3. Output from WVLSCL, Input for MADLSQ, MADABCD
reduced h,k,l,s,igrp,isym,(iano(i),fp(i),sp(i),fm(i),sm(i),i=1,nlambda)
(3i4,f10.6,2i4,nlambda(i4,4f10.3))
s, igrp, isym, fp, sp, fm, sm: see previous description.
iano: essentially the same as described above, execept that when both fp
and fm are missing for a particular wavelength, iano for that
wavelength is set to 99.
4. Output from MADLSQ, Input for MERGIT
reduced h,k,l,iano,igrp,isym,s,fz,sz,fa,sa,delphi,sphi,quart
(6i4,f10.6,4f10.3,3f8.3)
igrp, isym, s: see previous description
iano: 0 for centric reflection
1 for acentric reflection
2 for acentric reflection that failed to be phased by MADLSQ
-2 for centric reflection that failed to be phased by MADLSQ
fz: derived Ft or Fn with no anomalous scattering
sz: estimated sigma of fz
fa: derived Fa with no anomalous scattering
sa: estimated sigma of sa
delphi: phase(fz)-phase(fa)
sphi: estimated sigma of delphi
quart: residual of MADLSQ fitting, defined as sqrt(sum(Fo-Fc)**2/nobs)

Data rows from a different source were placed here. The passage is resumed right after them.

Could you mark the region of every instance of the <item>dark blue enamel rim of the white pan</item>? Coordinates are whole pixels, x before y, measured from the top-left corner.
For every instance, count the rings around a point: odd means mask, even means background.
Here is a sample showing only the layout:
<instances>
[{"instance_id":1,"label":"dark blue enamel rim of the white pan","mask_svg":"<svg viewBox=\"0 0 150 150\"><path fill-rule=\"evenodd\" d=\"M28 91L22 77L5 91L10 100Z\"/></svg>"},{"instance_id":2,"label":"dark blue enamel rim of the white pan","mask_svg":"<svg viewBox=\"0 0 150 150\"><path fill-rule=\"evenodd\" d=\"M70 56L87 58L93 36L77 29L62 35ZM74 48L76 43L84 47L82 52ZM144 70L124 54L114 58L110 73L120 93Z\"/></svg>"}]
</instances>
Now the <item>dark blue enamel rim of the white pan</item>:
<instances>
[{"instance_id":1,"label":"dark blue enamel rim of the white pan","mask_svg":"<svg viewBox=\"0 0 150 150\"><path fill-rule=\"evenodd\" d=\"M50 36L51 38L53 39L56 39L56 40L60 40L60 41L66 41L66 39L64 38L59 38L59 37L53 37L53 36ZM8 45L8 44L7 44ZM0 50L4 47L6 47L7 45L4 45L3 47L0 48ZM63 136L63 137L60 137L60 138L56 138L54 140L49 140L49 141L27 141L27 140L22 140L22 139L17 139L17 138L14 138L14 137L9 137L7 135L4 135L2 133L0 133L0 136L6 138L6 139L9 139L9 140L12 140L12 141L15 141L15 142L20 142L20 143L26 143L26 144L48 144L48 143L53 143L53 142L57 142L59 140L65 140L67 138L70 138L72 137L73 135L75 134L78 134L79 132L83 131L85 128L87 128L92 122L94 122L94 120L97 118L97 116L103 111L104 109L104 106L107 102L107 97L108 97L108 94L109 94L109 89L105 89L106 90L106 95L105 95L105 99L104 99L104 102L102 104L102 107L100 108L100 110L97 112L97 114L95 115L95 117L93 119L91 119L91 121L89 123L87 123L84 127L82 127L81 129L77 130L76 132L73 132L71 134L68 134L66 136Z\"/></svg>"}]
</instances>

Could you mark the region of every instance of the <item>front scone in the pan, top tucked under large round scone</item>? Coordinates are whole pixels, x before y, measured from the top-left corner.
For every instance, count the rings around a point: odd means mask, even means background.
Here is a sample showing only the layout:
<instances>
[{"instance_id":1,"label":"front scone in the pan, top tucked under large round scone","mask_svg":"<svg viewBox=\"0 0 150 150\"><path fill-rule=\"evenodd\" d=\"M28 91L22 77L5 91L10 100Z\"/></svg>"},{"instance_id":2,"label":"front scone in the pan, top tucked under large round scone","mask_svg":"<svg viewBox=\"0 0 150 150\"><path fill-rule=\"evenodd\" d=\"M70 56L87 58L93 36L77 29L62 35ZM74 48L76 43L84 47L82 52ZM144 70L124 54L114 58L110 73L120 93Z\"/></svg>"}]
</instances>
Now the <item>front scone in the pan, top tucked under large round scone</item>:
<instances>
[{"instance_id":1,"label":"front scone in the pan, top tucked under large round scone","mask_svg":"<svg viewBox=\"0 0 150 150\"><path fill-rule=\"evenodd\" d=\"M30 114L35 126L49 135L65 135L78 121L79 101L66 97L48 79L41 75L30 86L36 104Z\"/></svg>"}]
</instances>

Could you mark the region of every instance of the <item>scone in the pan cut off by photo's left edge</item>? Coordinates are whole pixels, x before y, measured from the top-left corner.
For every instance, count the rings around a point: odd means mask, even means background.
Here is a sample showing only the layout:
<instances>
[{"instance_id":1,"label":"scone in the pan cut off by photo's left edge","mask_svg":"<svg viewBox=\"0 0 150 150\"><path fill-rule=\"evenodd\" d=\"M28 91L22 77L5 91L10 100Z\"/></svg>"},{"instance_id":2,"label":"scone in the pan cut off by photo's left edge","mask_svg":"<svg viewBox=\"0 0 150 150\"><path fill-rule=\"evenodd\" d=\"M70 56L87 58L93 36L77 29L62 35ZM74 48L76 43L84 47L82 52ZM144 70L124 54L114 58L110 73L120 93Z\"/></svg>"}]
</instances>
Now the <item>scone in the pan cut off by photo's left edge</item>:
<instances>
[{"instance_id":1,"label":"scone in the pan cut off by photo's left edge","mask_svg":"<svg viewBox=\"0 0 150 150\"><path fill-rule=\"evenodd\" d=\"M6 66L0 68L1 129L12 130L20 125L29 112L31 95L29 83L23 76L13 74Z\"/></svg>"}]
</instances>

5. Output from MERGIT or FA, Input for MADFAZ
reduced h,k,l,max(ibad),s,wtfz,ssz,wtfa,ssa,wtdf,ssf
(4i4,f10.6,4f10.3,2f8.3)
s: seem previous description
ibad: For individual MADLSQ solutions:
0 good reflection
1 fa<=0.0 or fa>=famax
2 failed to be phased by MADLSQ
3 sphi>=pmax
4 quart>=qmax
5 fa>=acof*exp(-bfac*s**2) (acof and bfac defined by faflag)

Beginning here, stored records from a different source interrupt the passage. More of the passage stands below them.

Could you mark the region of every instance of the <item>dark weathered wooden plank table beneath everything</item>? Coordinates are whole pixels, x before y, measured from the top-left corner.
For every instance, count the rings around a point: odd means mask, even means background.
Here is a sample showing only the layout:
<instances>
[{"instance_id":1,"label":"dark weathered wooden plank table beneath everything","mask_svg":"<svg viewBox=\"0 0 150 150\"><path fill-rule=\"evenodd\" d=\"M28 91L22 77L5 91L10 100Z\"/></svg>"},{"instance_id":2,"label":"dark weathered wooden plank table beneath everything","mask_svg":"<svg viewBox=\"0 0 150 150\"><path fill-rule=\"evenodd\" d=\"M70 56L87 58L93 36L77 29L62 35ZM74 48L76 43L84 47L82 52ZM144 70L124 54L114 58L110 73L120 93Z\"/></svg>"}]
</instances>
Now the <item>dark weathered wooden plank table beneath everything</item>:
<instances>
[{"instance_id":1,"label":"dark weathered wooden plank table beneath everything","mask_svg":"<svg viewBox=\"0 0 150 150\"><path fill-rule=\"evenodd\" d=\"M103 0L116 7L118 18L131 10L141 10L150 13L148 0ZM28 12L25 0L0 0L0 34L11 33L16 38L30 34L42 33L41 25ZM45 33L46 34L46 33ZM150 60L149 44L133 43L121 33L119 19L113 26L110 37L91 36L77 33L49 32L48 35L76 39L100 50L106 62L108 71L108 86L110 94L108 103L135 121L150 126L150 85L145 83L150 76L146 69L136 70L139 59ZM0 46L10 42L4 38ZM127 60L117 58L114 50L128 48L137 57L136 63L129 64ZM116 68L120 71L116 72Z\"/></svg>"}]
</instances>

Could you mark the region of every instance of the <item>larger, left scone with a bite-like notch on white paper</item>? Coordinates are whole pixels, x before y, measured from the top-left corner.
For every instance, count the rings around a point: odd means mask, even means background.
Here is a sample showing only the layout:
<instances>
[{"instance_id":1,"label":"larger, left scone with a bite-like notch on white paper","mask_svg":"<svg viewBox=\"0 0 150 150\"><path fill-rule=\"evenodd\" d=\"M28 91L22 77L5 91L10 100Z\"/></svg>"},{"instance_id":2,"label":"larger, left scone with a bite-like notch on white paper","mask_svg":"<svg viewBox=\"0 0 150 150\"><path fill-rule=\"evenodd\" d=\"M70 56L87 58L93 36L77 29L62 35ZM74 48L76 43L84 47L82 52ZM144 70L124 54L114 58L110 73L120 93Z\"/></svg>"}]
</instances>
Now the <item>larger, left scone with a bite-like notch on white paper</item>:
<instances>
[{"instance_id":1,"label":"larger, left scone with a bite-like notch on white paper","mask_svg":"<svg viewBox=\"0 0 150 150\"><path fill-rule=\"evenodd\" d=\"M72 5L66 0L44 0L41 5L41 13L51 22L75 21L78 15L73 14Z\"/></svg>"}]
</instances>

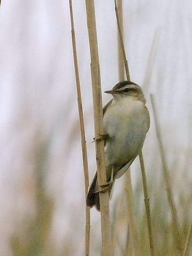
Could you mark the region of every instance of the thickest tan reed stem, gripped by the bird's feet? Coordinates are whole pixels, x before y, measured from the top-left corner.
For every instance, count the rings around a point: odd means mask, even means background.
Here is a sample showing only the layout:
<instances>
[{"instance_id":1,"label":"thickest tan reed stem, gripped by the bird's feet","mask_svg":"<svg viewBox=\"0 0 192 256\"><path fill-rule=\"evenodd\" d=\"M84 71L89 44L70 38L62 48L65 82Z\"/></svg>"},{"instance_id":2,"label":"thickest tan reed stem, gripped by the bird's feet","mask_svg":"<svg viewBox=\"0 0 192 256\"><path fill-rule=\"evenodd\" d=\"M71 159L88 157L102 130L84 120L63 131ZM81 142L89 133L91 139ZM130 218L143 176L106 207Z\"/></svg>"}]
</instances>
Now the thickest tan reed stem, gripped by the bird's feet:
<instances>
[{"instance_id":1,"label":"thickest tan reed stem, gripped by the bird's feet","mask_svg":"<svg viewBox=\"0 0 192 256\"><path fill-rule=\"evenodd\" d=\"M86 14L87 14L87 27L88 27L90 56L91 56L94 130L95 130L95 138L101 138L101 136L104 133L103 133L102 95L101 95L101 86L100 86L100 70L99 70L94 0L86 0ZM100 185L106 184L106 170L105 170L103 140L96 140L96 162L97 162L98 184L100 188ZM108 191L100 192L99 198L100 198L100 210L101 210L102 253L104 256L111 256L112 255L112 238L111 238L111 227L110 227Z\"/></svg>"}]
</instances>

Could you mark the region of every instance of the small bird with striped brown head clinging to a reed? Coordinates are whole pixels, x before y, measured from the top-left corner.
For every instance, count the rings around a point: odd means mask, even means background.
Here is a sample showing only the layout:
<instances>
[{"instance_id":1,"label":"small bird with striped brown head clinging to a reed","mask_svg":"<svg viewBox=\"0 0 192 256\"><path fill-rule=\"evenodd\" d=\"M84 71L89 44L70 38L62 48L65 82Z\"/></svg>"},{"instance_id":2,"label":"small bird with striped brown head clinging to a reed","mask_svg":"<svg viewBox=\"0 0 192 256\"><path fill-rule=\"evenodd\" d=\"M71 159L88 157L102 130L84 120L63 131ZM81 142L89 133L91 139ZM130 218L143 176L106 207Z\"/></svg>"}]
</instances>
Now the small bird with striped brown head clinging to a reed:
<instances>
[{"instance_id":1,"label":"small bird with striped brown head clinging to a reed","mask_svg":"<svg viewBox=\"0 0 192 256\"><path fill-rule=\"evenodd\" d=\"M99 192L109 190L117 178L130 167L142 150L150 127L150 115L141 87L131 81L118 82L112 90L112 99L103 108L104 151L106 181L99 190L97 172L88 189L86 205L100 211Z\"/></svg>"}]
</instances>

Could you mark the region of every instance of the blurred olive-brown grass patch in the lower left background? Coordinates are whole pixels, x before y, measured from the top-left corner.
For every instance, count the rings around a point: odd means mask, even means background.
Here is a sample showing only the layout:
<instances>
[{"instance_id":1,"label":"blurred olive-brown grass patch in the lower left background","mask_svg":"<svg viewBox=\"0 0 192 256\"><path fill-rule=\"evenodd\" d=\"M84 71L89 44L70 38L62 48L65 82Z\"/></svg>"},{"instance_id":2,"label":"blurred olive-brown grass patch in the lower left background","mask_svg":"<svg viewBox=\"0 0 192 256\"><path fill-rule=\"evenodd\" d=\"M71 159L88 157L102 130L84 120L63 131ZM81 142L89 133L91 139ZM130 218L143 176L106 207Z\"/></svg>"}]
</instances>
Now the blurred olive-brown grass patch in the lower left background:
<instances>
[{"instance_id":1,"label":"blurred olive-brown grass patch in the lower left background","mask_svg":"<svg viewBox=\"0 0 192 256\"><path fill-rule=\"evenodd\" d=\"M54 203L48 197L45 187L46 160L48 156L48 142L36 144L35 169L35 193L36 214L26 218L25 224L20 225L18 232L12 236L10 241L14 256L21 255L47 255L52 249L52 243L48 242ZM22 228L21 228L22 227ZM56 251L54 251L56 253Z\"/></svg>"}]
</instances>

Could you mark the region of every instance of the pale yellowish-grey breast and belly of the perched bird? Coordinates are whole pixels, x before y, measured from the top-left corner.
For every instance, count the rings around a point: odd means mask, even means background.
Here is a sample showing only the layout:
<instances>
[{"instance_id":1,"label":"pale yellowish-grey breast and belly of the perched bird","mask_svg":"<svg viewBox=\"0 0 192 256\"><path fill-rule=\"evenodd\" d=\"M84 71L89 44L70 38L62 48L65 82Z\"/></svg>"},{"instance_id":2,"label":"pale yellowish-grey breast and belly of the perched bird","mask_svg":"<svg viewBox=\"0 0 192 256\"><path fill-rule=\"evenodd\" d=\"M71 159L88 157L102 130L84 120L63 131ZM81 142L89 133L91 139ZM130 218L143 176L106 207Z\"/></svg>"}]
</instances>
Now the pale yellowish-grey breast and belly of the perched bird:
<instances>
[{"instance_id":1,"label":"pale yellowish-grey breast and belly of the perched bird","mask_svg":"<svg viewBox=\"0 0 192 256\"><path fill-rule=\"evenodd\" d=\"M104 129L109 135L105 153L107 163L122 166L135 158L142 148L146 128L142 105L133 108L111 108L104 117Z\"/></svg>"}]
</instances>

6 fz<=sz*zcut (zcut: sigma cut for fz)
7 fa<=sa*acut (acut: sigma cut for fa)
During merging, in the presence of reflections with ibad=0, only those
are used; in the presence of reflections without ibad=0 but with
ibad=6-7, everything with ibad=5-7 are used; in the absence of
reflections with ibad=0 and 6-7, those with ibad=4-5 are used for
calculating wtfa,ssa,wtdf,ssf, those with ibad=1-5 are used for
calculating wtfz,szz. In each case, max(ibad) for the used reflections
is reported.
wtfz, wtfa, wtdf: weighted and averaged values of fz, fa and delphi from
redundant solutions in MADLSQ.
ssz, ssa, ssf: estimated sigma of the above values.
6. Output from MADFAZ
reduced h,k,l,max(ibad),s,wtfz,ssz,fig-merit,phase(wtfz)

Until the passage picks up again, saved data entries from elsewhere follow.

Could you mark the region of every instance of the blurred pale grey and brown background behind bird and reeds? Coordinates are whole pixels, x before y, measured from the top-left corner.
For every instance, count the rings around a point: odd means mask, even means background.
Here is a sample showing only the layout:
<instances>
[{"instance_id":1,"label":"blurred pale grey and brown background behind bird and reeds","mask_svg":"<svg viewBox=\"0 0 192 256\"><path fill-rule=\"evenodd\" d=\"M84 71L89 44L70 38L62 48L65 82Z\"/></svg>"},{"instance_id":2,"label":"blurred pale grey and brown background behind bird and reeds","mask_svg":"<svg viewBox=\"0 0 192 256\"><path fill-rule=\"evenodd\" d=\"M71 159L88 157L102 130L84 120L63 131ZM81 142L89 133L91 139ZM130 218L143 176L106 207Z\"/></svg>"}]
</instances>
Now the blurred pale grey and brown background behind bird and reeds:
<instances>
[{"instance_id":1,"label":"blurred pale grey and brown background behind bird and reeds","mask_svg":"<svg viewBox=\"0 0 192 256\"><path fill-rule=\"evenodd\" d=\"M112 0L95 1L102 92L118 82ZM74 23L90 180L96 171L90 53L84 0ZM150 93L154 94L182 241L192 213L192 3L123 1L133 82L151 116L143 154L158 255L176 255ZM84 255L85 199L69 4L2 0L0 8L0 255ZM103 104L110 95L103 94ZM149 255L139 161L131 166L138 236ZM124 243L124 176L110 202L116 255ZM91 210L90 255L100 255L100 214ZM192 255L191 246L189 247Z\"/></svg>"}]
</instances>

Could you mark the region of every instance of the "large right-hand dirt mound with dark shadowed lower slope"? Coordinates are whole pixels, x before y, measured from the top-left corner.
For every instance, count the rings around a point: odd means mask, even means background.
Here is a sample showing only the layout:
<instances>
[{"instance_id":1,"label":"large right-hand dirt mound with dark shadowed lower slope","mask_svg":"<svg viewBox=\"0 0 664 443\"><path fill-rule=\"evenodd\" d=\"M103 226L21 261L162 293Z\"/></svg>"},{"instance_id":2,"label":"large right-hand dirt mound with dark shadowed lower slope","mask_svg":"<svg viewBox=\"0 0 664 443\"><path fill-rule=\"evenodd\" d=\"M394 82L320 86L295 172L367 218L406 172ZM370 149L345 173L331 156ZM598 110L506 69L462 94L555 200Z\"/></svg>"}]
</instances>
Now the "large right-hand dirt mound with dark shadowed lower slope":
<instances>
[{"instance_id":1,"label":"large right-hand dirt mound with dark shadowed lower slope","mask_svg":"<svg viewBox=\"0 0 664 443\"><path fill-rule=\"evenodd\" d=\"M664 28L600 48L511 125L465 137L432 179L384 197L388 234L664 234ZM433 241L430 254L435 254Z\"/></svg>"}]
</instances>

(3i4,i6,f10.4,2f9.2,f8.2,f8.1)
7. Output from MADABCD
reduced h,k,l,wtfz,ssz,fig-merit,phase(wtfz),a,b,c,d
(1x,3i3,2f10.2,f6.2,f8.2,4f10.4)
a,b,c,d: Hendrickson-Lattman phase coefficients.
REFERENCES:
Hendrickson, W. A. (1991). Determination of macromolecular structures
from anomalous diffraction of synchrotron radiation. Science, 254:51.